Photo courtesy of Lake Powell Adventure Company A group of kayakers paddles through Antelope Canyon.
Below: Photo by Blake Tilker/Lake Powell Chronicle A 9,000-year-old petroglyph panel was vandalized in Buckskin Gulch.

PAGE – As COVID-19 crippled small businesses world wide, the outdoor industry in Page blew up more than ever.

Lake Powell Adventure Company was launched by three local, wilderness guides in May 2019 with nothing but success on the horizon of Lake Powell.

Specializing in kayak tours as well as electric mountain bike and off-road 4x4 tours, Lake Powell Adventure Company started gaining momentum and quickly found themselves at the top of TripAdvisor. Bookings and tours for the 2020 season were coming in from everywhere, and then COVID-19 hit like a sucker punch.

Lake Powell was essentially shutdown by closing all public boat ramps on April 6, 2020, which also shutdown Lake Powell Adventure Company’s ability to operate kayak tours.

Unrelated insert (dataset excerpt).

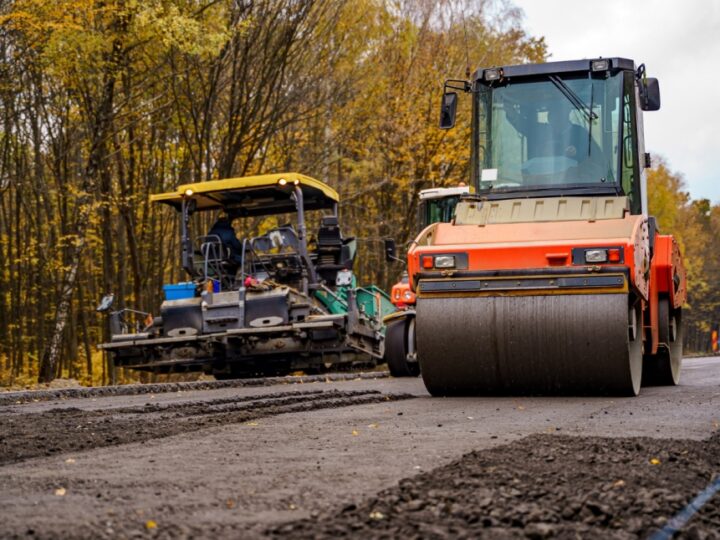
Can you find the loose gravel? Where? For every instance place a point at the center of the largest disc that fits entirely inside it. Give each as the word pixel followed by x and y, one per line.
pixel 543 486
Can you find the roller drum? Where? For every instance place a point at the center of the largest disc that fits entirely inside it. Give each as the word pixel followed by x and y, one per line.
pixel 583 344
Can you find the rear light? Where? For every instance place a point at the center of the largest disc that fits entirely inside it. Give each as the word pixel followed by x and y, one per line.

“We were coming off our first season and had a lot of bookings at the end of 2019 and all the way into October of 2020,” said Craig Little, one of Lake Powell Adventure Company’s owners. “We had plenty of bookings and ended up refunding about $30,000, which for our small company, was a lot. Especially, when we were using some of that capital to build our business. It was a struggle.”

LPACO also offered vouchers to tourists who thought they might return; however, the majority took the refund.

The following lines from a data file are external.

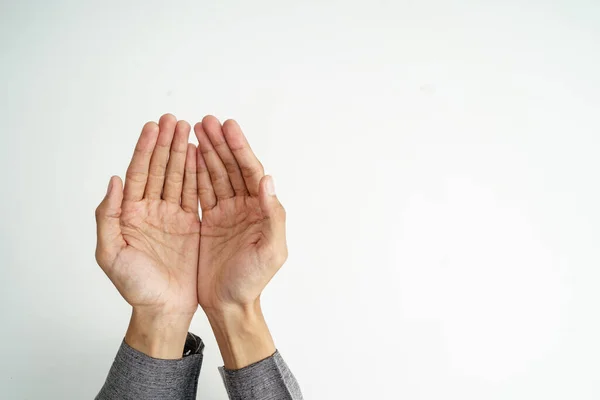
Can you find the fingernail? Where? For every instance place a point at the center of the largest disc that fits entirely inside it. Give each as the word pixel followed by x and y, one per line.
pixel 270 186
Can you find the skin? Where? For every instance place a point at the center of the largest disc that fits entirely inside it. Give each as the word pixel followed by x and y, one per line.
pixel 165 262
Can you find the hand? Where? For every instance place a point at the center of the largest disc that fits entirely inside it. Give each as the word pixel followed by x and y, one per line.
pixel 148 238
pixel 242 244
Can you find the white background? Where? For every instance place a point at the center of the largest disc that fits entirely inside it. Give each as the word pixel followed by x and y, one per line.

“We were unsure of what was coming,” Little said. LPACO applied for the Economic Industry Disaster Loan, and after a couple of months, they did receive a small bailout. “It was great when it did come in because we were really running a shoestring operation and certainly weren’t getting paid. It was very nerve racking.”

COVID-19 worked its way from China and through Europe as early as January. LPACO’s visions for 2020 were blurry at best.

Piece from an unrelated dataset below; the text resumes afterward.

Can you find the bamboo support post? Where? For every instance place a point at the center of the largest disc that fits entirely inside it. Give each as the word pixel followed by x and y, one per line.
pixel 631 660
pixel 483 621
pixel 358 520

“When the park shutdown, it was a pretty dark time for us in terms of not knowing when it was going to open back up,” Little said. “Lone Rock opened up just after Memorial Day and people were traveling, people were ready to bust out. All of us were shocked at how busy we became as soon as things opened up. Lone Rock was as busy as I had ever seen it.”

Little has been guiding kayak tours at Lone Rock since 2012 before starting his own company. Little says Glen Canyon National Recreation Area was helpful and transparent with any and all updates.

“The big question was when Antelope Point public launch ramp was going to open, because, between the park and the Navajo Nation, there was a lot of uncertainty as to what was going to happen,” Little said.

Antelope Point public launch ramps opened on July 25, 2020. “From the time it opened, through November, we were at capacity. With the walking tours of upper and lower Antelope Canyon being closed, everybody wanted to go to Antelope. Kayaking was the only way to do it,” Little said.

A dry section of Antelope Canyon is legally accessible below the high-water mark which Little refers to as “Lowest Antelope Canyon.”

When asked if Lowest Antelope Canyon was the busiest it has ever been, Little said, “By a factor of five. Incredible.”

While not as tall or narrow as upper and lower Antelope Canyon, paddlers can still get a taste of the canyon, which was in high demand during the pandemic.

“People were going to France. People were going to Cancun. People were going to wherever and those plans changed. Going to a big city didn’t make a lot of sense, so everybody wanted to come to the southwest parks,” Little said about the boom in his business once the pandemic took over.

The kayak season typically shuts down at the end of October, said Little. “We were at capacity through November” of 2020, he said.

The 2021 season is unknown. If there is a bright side to this pandemic, it’s the companies like LPACO who can offer up a moment in time to escape the uncertainty of Covid-19, one paddle stroke at a time.